Los Angeles is a big and complex urban county, with a welfare caseload that is larger than that of 48 of the 50 states. In addition to its sheer size, the Los Angeles story is also unique among the four Urban Change sites because its new welfare policies were gentler on families, with time-limit and sanctioning rules that continued to provide benefits to children and with other policies that made it easier for welfare recipients to increase their income by combining welfare and work. That said, the welfare reform experience in Los Angeles paralleled in many ways what happened in the three other Urban Change counties: The county had a rigorous work participation requirement that typically kicked in after a recipient had been on welfare for 18 months, and it developed policies to help move welfare recipients into jobs; over time, more recipients did go to work. Neighborhood conditions also generally got better. However, most recipients still remained poor, and those who worked were usually in low-wage jobs without benefits.

While welfare caseloads declined significantly both in Los Angeles and nationwide, a higher proportion of people remained on welfare in Los Angeles than in the other three Urban Change counties, and fewer left welfare for work. Policies that allowed welfare recipients to stay on the rolls with fairly high earnings also increased people’s connection to support services, and — perhaps as a result — household incomes were higher than in the other sites. Contrary to national trends during the 1990s, however, the concentration of poverty increased in Los Angeles, likely driven by an influx of poor immigrant families into particular neighborhoods.

Analyses of trends before and after the new welfare law took effect are mixed in Los Angeles. They suggest that state and county policies encouraged people to leave the rolls and discouraged people from coming onto the rolls but that they also increased the likelihood that former recipients would return to the rolls. Although welfare recipients were more likely to work over time, the trends do not suggest that this was because of the county’s efforts. Instead, the burgeoning economy was probably an important force behind improving conditions.

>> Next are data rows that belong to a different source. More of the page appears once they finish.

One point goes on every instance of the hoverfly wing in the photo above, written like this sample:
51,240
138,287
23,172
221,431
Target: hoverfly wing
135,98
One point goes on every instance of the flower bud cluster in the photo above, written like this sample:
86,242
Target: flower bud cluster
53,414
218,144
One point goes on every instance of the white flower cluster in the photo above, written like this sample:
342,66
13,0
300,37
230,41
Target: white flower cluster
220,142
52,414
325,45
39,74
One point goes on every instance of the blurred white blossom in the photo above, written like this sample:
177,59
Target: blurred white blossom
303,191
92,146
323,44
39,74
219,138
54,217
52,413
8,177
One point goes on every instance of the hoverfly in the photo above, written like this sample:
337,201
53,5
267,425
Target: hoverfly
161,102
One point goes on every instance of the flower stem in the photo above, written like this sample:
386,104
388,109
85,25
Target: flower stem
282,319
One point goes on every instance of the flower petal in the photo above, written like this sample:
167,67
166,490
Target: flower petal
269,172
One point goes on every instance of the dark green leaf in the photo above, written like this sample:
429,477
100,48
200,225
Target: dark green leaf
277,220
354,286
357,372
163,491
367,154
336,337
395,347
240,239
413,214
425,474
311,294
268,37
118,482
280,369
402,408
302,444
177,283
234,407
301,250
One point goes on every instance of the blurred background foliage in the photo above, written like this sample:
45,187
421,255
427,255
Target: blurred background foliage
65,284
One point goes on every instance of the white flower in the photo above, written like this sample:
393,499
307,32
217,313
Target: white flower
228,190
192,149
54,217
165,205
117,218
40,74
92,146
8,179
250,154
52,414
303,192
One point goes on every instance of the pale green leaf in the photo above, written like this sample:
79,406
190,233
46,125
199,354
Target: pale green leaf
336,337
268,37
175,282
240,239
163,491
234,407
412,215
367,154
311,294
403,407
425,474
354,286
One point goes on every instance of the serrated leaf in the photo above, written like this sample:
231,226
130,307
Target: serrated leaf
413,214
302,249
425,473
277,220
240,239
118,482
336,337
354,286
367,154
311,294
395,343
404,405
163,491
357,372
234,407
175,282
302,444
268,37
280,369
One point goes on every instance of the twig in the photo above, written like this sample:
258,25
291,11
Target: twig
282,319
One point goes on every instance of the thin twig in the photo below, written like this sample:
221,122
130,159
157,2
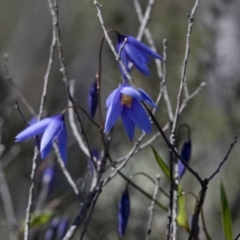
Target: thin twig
30,195
6,196
237,237
194,227
151,179
161,74
10,155
53,6
171,147
49,67
73,124
20,113
91,212
151,208
224,160
9,80
144,19
64,170
99,14
79,219
175,119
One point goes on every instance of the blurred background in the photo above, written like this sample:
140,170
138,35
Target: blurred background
213,116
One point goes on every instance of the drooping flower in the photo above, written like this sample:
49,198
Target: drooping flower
123,212
62,227
136,52
53,128
92,99
186,155
125,102
51,231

Overall, the Urban Change project suggests that neither the fears of welfare reform’s critics nor the hopes of its supporters appear to have been realized. There is no evidence that welfare reform caused widespread hardship, but families were not substantially better off financially even though many parents went to work. Looking ahead, the central challenge facing welfare policymakers is how to devise strategies to help low-wage workers acquire the skills needed to advance and how to support low-wage workers, perhaps by helping families use such work supports as food stamps, Medicaid, child care subsidies, and the Earned Income Credit — in effect, building a safety net around work and earnings.

Polit, Denise, Laura Nelson, Lashawn Richburg-Hayes, and David Seith. 2005. Welfare Reform in Los Angeles. New York: MDRC.